As for victims, both property and crop damages have been added together to get these results.
The table below displays a top10 of economic damages per event type:
subset(arrange(sd3, desc(sd3$total_damages))[1:10,], select=c("EVTYPE",
"total_events", "total_property_damages",
"total_crop_damages", "total_damages"))
## # A tibble: 10 x 5
## EVTYPE total_events total_property_d… total_crop_dama… total_damages
## <fct> <int> <dbl> <dbl> <dbl>
## 1 FLOOD 25326 144657709800 5661968450 150319678250
## 2 HURRICAN… 88 69305840000 2607872800 71913712800
## 3 TORNADO 60652 56937162897 414954710 57352117607
## 4 STORM SU… 261 43323536000 5000 43323541000
## 5 HAIL 288661 15732269877 3025954650 18758224527
## 6 FLASH FL… 54277 16140815011 1421317100 17562132111
## 7 DROUGHT 2488 1046106000 13972566000 15018672000
## 8 HURRICANE 174 11868319010 2741910000 14610229010
## 9 RIVER FL… 173 5118945500 5029459000 10148404500
## 10 ICE STORM 2006 3944928310 5022113500 8967041810
The graphic below shows the 10 worst events in terms of economic damages.
# ploting damages / events type
g <- ggplot(data=top10_damages,
aes(x=reorder(EVTYPE, -total_damages), y=total_damages, fill=EVTYPE))

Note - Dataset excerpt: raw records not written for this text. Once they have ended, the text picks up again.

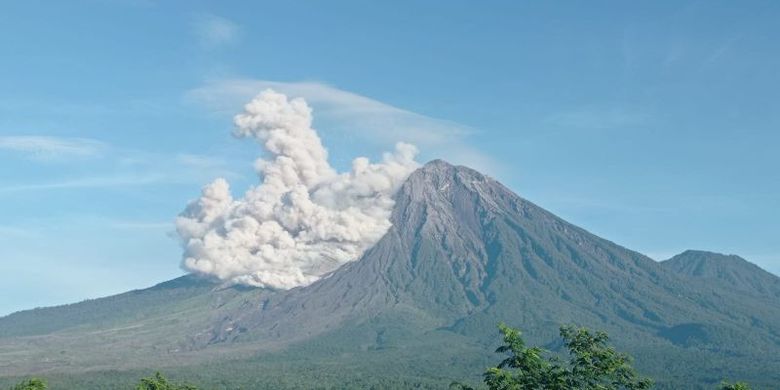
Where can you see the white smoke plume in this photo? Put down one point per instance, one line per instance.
(304, 219)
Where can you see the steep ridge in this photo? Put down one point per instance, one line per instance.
(463, 253)
(727, 271)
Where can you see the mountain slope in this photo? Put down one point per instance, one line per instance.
(464, 253)
(728, 271)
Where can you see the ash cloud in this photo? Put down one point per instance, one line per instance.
(304, 219)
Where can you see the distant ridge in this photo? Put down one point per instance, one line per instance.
(463, 253)
(728, 271)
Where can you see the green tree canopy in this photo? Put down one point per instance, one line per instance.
(31, 384)
(159, 382)
(593, 365)
(734, 386)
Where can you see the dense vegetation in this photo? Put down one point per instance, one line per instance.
(593, 364)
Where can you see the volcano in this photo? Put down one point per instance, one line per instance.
(419, 309)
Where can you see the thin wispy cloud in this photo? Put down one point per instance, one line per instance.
(598, 118)
(52, 148)
(357, 115)
(214, 31)
(87, 182)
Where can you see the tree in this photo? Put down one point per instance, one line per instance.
(593, 365)
(159, 382)
(734, 386)
(31, 384)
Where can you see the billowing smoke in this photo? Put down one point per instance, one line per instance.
(304, 219)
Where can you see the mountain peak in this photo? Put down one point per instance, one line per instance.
(730, 271)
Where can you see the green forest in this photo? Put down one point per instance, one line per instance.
(592, 364)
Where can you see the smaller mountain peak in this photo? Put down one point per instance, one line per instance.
(696, 254)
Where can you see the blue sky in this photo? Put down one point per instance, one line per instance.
(653, 124)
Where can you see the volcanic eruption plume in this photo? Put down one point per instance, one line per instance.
(304, 219)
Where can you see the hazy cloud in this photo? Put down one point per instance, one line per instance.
(52, 148)
(214, 31)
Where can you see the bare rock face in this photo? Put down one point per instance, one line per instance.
(463, 253)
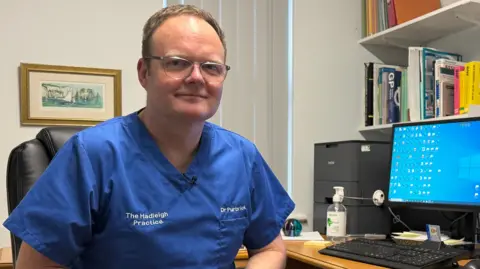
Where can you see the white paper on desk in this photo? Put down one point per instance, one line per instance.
(305, 236)
(415, 236)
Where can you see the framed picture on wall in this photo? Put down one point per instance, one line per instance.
(68, 95)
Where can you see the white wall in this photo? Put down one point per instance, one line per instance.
(69, 33)
(328, 79)
(327, 83)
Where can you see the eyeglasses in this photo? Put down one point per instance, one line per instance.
(180, 68)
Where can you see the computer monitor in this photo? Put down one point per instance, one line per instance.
(436, 164)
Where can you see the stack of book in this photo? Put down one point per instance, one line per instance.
(379, 15)
(435, 84)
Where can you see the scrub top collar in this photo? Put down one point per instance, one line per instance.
(181, 181)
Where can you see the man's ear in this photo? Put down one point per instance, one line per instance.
(142, 71)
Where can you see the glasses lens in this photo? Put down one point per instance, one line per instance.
(177, 67)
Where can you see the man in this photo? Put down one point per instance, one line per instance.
(159, 188)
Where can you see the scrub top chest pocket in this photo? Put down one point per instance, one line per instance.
(233, 223)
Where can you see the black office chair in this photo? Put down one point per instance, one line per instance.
(27, 162)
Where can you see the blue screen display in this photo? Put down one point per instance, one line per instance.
(436, 163)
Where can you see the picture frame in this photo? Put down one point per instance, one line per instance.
(59, 95)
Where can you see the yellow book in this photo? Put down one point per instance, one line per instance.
(468, 90)
(463, 93)
(475, 83)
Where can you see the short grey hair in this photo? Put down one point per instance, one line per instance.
(162, 15)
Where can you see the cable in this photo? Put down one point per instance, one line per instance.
(396, 219)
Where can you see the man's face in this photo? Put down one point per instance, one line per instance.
(194, 97)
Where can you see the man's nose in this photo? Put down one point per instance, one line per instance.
(196, 74)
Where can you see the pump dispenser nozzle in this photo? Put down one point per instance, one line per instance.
(338, 196)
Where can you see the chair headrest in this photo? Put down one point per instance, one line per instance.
(53, 138)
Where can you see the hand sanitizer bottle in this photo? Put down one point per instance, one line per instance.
(337, 218)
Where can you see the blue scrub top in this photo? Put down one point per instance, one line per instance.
(111, 199)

# printing plot with adequate legends and scaling
g + geom_bar(stat="identity") + theme_minimal() +
ggtitle("TOTAL AMOUNT OF DAMAGES PER EVENTS TYPE") + labs(fill="Events") +
scale_y_continuous(name="amount of damages (property + crop) in USD",
labels = scales::comma) +
theme(axis.title.x=element_blank(), axis.text.x=element_blank(),
axis.ticks.x=element_blank())
This is the end, thanks for reading until it!